# Apache Today...



## SmoothLures (Feb 13, 2008)

I wasn't there but they reported 8 kings decked on the day!! Wow.


----------



## MBsandflea (Jun 27, 2004)

Yea, uh, let's keep that quiet please.


----------



## kingfisherman23 (Dec 14, 2003)

I heard the same thing. CG had three between 4PM and 6PM. Also heard Ocean Crest had a bunch come in over the weekend.

Evan


----------



## surfisherinMB (May 18, 2009)

*more kings*

2 more since 4pm today one weighing in at 37lbs! :fishing: hope they stick around after the cold front tomorrow.

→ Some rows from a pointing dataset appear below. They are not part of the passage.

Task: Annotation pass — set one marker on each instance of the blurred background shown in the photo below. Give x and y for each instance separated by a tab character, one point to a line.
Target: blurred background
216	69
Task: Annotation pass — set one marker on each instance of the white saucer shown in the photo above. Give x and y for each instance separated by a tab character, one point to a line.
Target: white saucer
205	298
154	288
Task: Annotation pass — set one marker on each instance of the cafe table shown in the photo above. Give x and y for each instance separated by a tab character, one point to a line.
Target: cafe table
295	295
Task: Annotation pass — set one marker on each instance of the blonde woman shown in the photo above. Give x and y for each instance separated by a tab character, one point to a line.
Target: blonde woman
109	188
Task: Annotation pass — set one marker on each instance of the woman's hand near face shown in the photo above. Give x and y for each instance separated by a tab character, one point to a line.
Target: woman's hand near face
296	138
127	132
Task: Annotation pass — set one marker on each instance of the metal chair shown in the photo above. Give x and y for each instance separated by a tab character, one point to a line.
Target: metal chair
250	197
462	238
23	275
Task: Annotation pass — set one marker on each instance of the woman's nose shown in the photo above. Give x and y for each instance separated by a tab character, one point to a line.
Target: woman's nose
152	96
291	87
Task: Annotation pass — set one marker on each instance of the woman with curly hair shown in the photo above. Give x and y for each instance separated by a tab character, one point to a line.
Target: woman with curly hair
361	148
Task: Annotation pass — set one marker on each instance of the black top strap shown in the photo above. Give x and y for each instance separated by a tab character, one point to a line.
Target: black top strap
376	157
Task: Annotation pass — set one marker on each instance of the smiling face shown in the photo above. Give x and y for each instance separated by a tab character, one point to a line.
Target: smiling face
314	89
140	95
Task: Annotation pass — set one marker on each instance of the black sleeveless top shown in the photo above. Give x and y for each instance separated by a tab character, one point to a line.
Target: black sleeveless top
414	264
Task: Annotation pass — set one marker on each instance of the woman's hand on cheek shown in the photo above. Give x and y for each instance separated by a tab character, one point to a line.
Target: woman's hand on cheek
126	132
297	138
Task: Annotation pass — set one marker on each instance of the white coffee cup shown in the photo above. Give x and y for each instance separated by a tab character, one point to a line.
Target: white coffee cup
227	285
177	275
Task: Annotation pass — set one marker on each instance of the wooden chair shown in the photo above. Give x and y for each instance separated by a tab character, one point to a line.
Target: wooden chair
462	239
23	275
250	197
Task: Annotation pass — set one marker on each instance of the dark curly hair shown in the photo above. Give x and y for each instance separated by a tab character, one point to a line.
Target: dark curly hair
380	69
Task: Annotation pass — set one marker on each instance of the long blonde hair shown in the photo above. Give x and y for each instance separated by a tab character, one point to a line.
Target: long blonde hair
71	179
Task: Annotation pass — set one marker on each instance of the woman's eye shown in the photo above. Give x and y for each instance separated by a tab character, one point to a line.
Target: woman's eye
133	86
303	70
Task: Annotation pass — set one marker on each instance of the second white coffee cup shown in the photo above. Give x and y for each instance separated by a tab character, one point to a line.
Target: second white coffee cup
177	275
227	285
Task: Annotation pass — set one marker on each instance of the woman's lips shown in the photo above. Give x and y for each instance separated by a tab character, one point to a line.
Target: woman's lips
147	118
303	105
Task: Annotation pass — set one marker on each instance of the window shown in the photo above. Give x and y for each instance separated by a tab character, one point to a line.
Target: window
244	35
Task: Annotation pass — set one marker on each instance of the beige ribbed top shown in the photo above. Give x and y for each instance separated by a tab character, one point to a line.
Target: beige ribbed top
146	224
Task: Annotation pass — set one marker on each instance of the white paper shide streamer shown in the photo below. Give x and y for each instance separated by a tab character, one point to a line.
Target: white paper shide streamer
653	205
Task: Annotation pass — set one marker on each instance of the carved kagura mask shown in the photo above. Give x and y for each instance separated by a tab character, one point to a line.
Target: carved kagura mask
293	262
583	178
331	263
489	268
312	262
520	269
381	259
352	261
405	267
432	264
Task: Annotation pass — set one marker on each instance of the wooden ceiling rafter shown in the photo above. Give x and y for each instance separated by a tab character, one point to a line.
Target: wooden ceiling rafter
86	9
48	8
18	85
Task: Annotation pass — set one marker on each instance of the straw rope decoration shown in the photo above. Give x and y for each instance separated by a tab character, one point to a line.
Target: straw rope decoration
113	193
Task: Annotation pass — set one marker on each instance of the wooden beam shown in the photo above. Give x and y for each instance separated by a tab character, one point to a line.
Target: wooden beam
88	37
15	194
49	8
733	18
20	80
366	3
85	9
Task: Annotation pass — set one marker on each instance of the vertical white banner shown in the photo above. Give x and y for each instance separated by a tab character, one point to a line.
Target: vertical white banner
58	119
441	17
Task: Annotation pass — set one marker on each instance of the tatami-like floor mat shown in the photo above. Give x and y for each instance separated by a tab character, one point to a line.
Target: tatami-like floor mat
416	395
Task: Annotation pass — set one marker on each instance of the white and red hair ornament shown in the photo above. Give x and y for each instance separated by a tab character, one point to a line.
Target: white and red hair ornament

check out the pics on facebook.


----------



## SmoothLures (Feb 13, 2008)

MBsandflea said:


> Yea, uh, let's keep that quiet please.


It'll be packed from word of mouth anyway. I doubt any number of people headed out there because of my post lol.


----------



## Eddy Gurge (Aug 27, 2003)

SmoothLures said:


> It'll be packed from word of mouth anyway. I doubt any number of people headed out there because of my post lol.


Me and 45 other guys did!

/not really.


----------



## goout4fish (Mar 19, 2008)

they caught 2 more today tuesday


----------



## mbfishinchic (Oct 14, 2010)

i was thinking about fishing apache i have lived in mb my whole life and ive never fished apache im usually on the south in fishing mb state park pier or springmaid pier i like fishing both places i have had good luck with big spanish and jigging spanish big red drum but never i king for me seen others catch them but i havent had any luck i know it will be packed on sat but if i get there early enough i think i might get a spot


----------



## Gregg Seaford (Feb 23, 2009)

wow....


----------



## surfisherinMB (May 18, 2009)

2 more today!! One more day and I am going to try my luck.


----------



## cutbait91 (Nov 9, 2009)

MBsandflea said:


> Yea, uh, let's keep that quiet please.


im coming with 32 king fishermen next week!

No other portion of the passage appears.